Kalau yang bertemu itu adalah 1 orang yang beragama dengan satu orang yang tidak beragama, maka yang beragama bisa mendapat pahala dengan cara memberi penyegaran kepada yang belum beragama atau yang pernah beragama lalu ditinggalkan. Bukankah pertemuan tersebut bisa menjadi suatu ajang penyebaran agama?

Lagipula, lebih utama menyebarkan agama kepada orang yang tidak beragama daripada menyebarkan agama kepada orang yang sudah beragama. Sehingga, kadangkala duduk dengan orang bid’ah itu lebih penting ketimbang orang tidak bid’ah, siapa tau banyak pelajaran dari situ. Siapa tau dalam diskusi kita, kita bisa mengetahui sebab musyabab ia melepaskan agamanya, sehingga kita bisa menjaga agar diri kita sendiri tidak melepaskan agama yang sudah kita anut.

Ingat, manusia adalah makhluk sosial. Beragama atupun tidak, kita tetap menjadi makhluk sosial yang saling memerlukan satu sama lain. Jangan apatis dengan orang lain, jangan menebarkan kebencian, kesan yang tertangkap dari tulisan diatas adalah pengkucilan dan penanaman bibit kebencian terhadap segolongan manusia, padahal sekali lagi saya katakan bahwa manusia itu adalah makhluk sosial, tercipta berbeda beda untuk menjadi suatu kesatuan.

Bahkan, kalau benar orang yang bid’ah itu memiliki definisi yang sama dengan manusia yang tidak beragama alias sesat, bukankah tidak sepantasnya kita menjauhi mereka? Bukannya lebih baik kita membantu mereka dengan cara memberi penyegaran rohani? Selama manusia itu tidak saling mengganggu, tidak pantas kita mengganggu manusia lain, jadi selama orang bid’ah itu tidak mengganggu iman kita, dalam artian tidak memaksa kita untuk melepaskan agama kita, kenapa kita harus membenci mereka? Apakah sudah lupa dengan hablum minannas? Sampai sampai menggunakan dinding besi segala, nanti justru dinding besi itu yang mengurung kita dalam kesendirian.

Serta, sebagai seorang Muslim, kenapa dia harus memilih untuk bergaul dengan Yahudi yang diciptakan Tuhan di dunia ini sebagai kaum yang nasibnya adalah untuk dibantai? Seperti pada zaman Fir’aun dan saat Hitler bersama Nazinya berkuasa. Tunggu saja suatu saat nanti Yahudi akan menjadi bahan holocaust lagi!. Kenapa juga harus lebih memilih Nasrani, yang jelas jelas seringkali oknum nya memaksa umat beragama Islam untuk mengikuti agama mereka? Bukankah Yahudi dan Nasrani itu tidak pernah puas sebelum kaum beragama Islam mengikuti mereka. Jika lebih memilih untuk makan disamping Nasrani dan Yahudi ketimbang orang tidak beragama, ada kecenderungan si penulis memiliki kesamaan dengan Yahudi dan Nasrani: Memaksakan kehendak, dan tidak pernah puas sebelum yang dipaksa mau menurut!

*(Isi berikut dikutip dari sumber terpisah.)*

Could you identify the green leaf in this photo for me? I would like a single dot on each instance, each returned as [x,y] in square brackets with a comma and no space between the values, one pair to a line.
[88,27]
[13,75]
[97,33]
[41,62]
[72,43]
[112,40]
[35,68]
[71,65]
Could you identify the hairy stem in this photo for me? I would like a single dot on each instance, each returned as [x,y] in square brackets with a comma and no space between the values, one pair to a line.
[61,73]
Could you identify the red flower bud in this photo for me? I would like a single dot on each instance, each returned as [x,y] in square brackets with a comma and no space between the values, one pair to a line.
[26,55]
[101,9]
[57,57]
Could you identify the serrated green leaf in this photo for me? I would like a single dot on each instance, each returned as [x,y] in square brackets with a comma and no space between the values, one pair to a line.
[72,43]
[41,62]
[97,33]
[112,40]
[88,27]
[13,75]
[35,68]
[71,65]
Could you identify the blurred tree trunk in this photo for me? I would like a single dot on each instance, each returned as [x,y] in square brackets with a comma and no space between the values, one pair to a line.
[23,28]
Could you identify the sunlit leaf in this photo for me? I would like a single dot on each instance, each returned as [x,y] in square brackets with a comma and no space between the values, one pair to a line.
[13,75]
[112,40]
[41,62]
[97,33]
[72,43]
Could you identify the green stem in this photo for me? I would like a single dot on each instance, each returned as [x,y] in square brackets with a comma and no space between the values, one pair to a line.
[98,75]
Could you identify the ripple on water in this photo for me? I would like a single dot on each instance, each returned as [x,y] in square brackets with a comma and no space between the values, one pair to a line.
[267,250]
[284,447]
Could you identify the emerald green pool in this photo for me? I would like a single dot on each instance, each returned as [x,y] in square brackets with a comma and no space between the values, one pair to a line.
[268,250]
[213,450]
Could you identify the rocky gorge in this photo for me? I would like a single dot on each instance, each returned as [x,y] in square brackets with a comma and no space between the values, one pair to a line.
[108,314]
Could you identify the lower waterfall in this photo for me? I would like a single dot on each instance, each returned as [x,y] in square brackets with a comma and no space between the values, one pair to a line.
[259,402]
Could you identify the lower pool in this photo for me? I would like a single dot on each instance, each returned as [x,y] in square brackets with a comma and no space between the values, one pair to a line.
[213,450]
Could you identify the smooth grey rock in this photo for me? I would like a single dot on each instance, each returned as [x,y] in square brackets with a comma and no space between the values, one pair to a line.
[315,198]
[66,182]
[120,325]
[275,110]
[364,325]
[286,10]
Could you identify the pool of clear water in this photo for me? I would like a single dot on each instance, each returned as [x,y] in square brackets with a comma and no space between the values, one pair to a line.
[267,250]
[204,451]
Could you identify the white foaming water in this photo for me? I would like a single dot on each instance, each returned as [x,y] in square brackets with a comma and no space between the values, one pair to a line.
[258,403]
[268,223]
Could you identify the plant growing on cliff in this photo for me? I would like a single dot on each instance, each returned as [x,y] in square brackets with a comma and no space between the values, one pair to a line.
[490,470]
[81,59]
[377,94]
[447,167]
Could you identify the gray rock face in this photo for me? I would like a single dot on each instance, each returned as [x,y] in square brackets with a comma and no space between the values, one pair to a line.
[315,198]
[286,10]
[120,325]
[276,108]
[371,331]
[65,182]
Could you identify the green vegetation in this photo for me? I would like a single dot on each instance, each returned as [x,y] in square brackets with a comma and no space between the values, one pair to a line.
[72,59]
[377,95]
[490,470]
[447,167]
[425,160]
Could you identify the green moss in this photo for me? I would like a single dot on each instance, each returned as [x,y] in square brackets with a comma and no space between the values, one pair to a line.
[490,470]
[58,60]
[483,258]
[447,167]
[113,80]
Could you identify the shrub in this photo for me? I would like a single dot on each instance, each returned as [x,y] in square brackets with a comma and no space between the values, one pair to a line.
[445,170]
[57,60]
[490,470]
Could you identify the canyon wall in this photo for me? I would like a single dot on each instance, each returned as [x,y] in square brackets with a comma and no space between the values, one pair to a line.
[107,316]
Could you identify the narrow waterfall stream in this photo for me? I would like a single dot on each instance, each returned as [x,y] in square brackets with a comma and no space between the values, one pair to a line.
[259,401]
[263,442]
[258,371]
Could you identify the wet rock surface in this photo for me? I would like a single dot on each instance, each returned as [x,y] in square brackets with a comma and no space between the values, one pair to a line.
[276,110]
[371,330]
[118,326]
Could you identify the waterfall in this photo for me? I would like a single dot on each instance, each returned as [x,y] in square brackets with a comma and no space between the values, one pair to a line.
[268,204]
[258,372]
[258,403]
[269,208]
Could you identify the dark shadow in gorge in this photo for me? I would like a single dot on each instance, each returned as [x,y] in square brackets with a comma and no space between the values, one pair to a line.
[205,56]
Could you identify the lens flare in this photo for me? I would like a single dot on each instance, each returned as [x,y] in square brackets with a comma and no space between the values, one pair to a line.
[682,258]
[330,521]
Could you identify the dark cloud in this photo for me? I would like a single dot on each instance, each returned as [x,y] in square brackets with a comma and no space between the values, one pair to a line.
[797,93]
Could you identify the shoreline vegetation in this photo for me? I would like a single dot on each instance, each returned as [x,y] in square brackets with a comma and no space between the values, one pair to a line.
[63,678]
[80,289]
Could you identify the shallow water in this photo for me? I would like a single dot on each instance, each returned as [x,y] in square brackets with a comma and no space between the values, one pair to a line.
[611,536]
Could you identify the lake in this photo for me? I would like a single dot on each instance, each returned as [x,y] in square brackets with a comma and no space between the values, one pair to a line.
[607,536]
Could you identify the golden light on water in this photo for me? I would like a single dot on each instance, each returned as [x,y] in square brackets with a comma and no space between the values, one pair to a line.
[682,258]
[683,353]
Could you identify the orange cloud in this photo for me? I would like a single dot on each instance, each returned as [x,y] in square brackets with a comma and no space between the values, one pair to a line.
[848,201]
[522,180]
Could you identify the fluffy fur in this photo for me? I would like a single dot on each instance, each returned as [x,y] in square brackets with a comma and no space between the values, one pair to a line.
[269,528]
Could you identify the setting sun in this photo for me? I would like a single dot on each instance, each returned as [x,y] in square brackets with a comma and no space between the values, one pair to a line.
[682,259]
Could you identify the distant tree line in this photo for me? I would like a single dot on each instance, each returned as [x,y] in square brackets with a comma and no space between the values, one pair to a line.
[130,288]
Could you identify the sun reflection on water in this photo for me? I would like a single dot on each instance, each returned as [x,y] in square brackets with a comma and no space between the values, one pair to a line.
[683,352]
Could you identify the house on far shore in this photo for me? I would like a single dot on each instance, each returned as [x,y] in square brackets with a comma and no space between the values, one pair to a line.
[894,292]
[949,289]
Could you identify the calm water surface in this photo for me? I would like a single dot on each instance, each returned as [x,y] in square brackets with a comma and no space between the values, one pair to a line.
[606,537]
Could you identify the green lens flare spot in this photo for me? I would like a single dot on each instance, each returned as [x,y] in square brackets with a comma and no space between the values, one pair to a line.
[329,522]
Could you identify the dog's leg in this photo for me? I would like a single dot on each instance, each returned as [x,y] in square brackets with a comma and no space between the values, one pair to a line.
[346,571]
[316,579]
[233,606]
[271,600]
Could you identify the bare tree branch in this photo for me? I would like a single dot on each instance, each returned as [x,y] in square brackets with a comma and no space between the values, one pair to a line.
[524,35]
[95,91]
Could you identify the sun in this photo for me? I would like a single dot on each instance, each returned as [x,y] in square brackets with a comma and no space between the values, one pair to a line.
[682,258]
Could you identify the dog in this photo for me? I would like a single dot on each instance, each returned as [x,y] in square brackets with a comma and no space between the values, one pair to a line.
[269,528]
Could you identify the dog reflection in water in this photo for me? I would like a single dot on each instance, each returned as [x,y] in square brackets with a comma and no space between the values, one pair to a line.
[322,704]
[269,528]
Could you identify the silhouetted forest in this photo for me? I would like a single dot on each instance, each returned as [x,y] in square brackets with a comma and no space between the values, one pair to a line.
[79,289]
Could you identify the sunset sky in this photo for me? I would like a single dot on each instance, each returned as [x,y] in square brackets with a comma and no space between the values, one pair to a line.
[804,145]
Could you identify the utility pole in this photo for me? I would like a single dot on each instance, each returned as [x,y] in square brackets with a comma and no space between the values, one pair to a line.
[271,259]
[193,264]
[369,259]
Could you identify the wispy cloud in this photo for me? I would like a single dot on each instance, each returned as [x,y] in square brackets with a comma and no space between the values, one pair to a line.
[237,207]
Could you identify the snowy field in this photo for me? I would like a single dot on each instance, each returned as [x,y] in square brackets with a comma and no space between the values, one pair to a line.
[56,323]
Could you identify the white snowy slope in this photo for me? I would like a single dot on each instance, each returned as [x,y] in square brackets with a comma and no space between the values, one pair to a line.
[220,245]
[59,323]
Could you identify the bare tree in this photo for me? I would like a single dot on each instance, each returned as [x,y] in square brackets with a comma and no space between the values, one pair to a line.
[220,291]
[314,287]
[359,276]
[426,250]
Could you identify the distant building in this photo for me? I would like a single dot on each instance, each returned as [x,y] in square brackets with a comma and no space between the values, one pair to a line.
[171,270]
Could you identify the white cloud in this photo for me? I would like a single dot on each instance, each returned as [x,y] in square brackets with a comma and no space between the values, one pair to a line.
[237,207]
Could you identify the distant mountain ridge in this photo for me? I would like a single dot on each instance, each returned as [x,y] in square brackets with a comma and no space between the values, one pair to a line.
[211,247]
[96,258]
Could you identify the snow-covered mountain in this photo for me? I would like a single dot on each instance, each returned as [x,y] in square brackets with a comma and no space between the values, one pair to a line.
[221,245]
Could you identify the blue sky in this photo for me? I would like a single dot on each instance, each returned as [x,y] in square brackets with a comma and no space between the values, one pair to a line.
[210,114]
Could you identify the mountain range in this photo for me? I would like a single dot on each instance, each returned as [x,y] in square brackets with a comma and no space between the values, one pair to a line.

Ada satu lagi pertimbangan sebelum pembahasan ini saya hentikan. Seperti halnya Bang Tajib di sini, saya juga punya pertanyaan. Tanyakan pada diri sendiri dengan hati nurani masing masing, apakah kita semua sudah yakin seyakin yakinnya bahwa agama kita masing masing itu adalah benar? Darimana kita tau? Karena warisan orang tua kita atau guru kita yang teriak teriak bahwa agama ini adalah yang paling benar? Apakah sudah yakin kalau kitab kitab dan dalil dali yang selama ini dianggap dan dipercaya jadi patokan itu adalah murni?

Seorang Parallel Divergence sudah menyinggungnya disini. Hanya saja ia seorang atheis yang mempertanyakan bukan hanya ajaran agama tetapi juga keabsahan kitab suci Al Quran. Bagi saya pribadi, Al Qur’an adalah kitab suci yang memang tak mungkin salah, tapi penerjemahannya dan penafsirannya mungkin salah dan disalah gunakan. Maka bukan Qur’an nya yang salah, tapi manusia yang menterjemahkannya. Kalau Al Qur’an yang merupakan kumpulan kalimat kalimat langsung dari Allah, Tuhan yang sebenar benarnya Tuhan saja manusia bisa kepleset dalam kesalahan penerjemahan dan pengertian, sangatlah mustahil bagi manusia untuk tidak salah dalam mengartikan dan menterjemahkan buatan manusia, seperti halnya kutipan tadi. Kenapa? Karena manusia itu tidak pernah luput dari salah dan dosa.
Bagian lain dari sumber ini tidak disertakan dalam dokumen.